A maioria dos gregos consome vegetais como prato principal 2 a 3 vezes por semana. Esses pratos são parecidos com caçarolas e geralmente são feitos de vegetais sazonais, como feijão verde, berinjela, alcachofra, couve-flor e quiabo. Basicamente, é uma combinação de vegetais, ervas, tomates e azeite. Este prato é chamado lathera da palavra grega lathi que significa azeite. Normalmente se consome um prato grande, que cobre facilmente pelo menos 3 a 4 porções de vegetais. Além disso, os gregos têm um grande número de receitas vegetarianas devido à escassez de carne (no passado), mas também por causa da religião. A religião ortodoxa grega exige que seus seguidores jejuem por mais de 180 dias por ano, o que consistia em evitar produtos de origem animal, o que significava que eles tinham que encontrar uma maneira de ter saborosos pratos vegetarianos. Hoje, a maioria dos gregos jejua em média 10 dias por ano, mas mesmo assim consomem esses "pratos vegetarianos ”regularmente.

Feijões

O feijão é um alimento dietético perfeito. Eles são ricos em proteínas, pobres em gordura, ricos em fibras, satisfatórios e baratos. Fáceis de fazer, fervidos ou em lata, podem ser consumidos com um toque de azeite, limão, tomate e ervas. Estudos têm demonstrado que o consumo de feijão pode proteger contra doenças cardíacas e câncer e promove a perda de peso, pois é uma grande fonte de fibra que promove saciedade. Os gregos consomem-nos preparados com tomate, cebola e azeite, e também acompanhados com queijo e pão.

Peixe

Já sabemos que peixe faz bem. Mas alguns peixes são mais benéficos do que outros. Tradicionalmente, os gregos consumiam peixes gordurosos, que são ricos em ácidos graxos ômega-3, principalmente sardinhas e anchovas, pois eram as opções locais. A gordura desses peixes nos protege contra doenças cardíacas, artrite, diabetes e até mesmo depressão. É recomendável consumir 3 gramas de peixe gordo 2 a 3 vezes por semana para atender às nossas necessidades de ácidos graxos essenciais. Peixes menores têm níveis mais baixos de mercúrio, em comparação com peixes maiores, como salmão, atum e peixe-espada.

Iogurte

A dieta tradicional grega não incluía grandes quantidades de leite, pois muitas pessoas na região do Mediterrâneo eram intolerantes à lactose. Em vez disso, eles supriram suas necessidades de laticínios por meio de iogurte e queijo. Além de ser uma boa fonte de cálcio e proteína, o iogurte contém "bactérias boas ”que são benéficas para o sistema gastrointestinal. Na verdade, as bactérias fortalecem o sistema imunológico, auxiliam na digestão e ajudam na absorção de certos nutrientes.

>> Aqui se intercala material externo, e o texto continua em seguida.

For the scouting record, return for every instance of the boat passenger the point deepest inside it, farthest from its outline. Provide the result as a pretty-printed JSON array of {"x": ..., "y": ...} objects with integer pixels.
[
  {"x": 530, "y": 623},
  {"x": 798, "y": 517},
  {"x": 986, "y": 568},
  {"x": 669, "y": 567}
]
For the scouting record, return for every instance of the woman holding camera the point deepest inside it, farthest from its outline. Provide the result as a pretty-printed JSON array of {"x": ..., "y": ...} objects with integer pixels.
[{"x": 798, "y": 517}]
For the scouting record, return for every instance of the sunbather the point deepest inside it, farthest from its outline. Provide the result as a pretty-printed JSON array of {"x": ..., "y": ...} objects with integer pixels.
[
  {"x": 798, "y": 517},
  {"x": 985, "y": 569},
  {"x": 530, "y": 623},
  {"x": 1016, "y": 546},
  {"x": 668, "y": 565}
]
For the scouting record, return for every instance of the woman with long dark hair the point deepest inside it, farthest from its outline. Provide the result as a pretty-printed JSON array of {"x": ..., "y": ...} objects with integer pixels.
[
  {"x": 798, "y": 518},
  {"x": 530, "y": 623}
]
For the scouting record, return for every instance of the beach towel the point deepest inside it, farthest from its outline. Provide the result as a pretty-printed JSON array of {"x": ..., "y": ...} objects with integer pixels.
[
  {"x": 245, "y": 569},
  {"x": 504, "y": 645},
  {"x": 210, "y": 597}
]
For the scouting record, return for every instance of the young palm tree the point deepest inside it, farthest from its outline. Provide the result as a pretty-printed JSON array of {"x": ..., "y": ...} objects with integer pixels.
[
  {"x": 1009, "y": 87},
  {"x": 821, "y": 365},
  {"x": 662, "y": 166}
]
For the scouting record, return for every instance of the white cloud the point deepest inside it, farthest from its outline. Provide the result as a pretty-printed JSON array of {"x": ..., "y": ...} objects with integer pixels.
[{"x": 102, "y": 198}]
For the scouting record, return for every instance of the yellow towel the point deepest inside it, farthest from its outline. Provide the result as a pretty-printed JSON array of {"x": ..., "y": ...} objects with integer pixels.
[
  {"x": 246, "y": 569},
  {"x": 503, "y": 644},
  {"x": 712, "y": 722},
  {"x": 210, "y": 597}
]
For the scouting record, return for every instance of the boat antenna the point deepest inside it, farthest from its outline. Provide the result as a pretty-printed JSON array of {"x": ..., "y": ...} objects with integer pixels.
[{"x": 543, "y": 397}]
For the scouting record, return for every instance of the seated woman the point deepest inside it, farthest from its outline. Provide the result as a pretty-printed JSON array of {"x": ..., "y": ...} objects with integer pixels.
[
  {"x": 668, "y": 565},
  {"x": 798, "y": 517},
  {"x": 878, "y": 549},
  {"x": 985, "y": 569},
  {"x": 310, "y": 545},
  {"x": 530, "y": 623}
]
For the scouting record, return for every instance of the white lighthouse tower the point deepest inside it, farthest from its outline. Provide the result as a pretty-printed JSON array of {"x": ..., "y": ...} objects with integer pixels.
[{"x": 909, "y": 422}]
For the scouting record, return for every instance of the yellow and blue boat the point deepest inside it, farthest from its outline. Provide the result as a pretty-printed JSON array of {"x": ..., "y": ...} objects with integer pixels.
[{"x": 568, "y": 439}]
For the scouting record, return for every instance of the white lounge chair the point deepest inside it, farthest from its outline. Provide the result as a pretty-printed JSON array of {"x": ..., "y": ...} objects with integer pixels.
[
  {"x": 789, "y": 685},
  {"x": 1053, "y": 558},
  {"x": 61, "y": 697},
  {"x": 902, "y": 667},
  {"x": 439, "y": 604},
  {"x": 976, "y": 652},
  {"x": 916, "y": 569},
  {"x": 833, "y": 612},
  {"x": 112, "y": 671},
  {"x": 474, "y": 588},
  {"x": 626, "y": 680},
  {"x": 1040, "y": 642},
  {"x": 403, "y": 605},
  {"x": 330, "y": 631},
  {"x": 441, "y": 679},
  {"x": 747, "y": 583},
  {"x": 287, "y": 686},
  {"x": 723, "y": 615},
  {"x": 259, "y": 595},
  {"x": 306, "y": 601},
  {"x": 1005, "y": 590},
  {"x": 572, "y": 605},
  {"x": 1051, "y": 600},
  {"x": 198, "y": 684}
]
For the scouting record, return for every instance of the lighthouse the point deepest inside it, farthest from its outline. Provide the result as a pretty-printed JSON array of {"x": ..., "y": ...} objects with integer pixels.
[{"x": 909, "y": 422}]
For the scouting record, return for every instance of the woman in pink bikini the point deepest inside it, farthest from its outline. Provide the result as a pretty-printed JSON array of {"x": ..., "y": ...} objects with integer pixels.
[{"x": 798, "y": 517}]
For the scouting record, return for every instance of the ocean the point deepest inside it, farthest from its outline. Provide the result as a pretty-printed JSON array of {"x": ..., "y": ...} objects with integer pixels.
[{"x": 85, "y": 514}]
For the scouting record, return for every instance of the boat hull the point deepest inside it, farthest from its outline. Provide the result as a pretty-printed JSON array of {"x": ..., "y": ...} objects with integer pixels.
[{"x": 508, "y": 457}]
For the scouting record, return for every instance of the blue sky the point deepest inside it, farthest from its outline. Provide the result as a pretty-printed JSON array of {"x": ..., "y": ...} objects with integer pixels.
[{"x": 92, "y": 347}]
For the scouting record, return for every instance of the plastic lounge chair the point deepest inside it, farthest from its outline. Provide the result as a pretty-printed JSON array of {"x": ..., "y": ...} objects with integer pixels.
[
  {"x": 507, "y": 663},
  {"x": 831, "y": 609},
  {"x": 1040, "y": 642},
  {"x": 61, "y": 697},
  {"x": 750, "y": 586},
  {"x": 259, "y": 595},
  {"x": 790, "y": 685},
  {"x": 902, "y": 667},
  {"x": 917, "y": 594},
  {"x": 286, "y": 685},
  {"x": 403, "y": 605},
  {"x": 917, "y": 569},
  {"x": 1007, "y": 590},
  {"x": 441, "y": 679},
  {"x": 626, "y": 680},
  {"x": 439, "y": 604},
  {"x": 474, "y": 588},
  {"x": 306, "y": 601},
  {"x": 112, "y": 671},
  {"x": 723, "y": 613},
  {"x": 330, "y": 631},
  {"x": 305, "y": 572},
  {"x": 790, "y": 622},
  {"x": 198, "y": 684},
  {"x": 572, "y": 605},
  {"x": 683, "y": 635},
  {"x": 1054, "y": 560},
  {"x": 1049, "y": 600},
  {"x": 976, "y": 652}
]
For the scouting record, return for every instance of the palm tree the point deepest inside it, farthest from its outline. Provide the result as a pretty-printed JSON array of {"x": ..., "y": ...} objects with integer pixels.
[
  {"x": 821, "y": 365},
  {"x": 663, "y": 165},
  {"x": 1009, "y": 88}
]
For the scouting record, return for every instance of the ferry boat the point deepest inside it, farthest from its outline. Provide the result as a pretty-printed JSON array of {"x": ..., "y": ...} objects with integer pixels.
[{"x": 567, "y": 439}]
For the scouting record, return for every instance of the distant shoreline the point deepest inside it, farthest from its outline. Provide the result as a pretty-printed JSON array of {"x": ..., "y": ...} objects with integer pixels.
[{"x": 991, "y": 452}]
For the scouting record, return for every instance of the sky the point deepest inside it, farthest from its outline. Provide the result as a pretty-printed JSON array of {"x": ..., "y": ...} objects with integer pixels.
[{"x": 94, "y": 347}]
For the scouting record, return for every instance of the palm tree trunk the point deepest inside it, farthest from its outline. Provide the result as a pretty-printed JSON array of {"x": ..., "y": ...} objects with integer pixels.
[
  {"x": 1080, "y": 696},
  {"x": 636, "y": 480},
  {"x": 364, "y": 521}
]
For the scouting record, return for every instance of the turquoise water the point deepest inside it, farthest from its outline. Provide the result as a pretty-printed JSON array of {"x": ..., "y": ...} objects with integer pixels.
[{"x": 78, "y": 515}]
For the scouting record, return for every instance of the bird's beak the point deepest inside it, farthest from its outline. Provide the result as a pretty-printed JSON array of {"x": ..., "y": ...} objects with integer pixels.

Ervas, especiarias e condimentos

O tempero da vida, ervas e especiarias desempenham um papel muito importante na culinária grega. O azeite de oliva sozinho não resolverá o problema. Os mais comumente usados ​​são alho, limão, cebola, orégano, salsa, louro, hortelã, endro, canela, cominho e pimenta da Jamaica. As ervas contêm substâncias bioquímicas que realmente atuam no sentido de nos proteger contra doenças crônicas.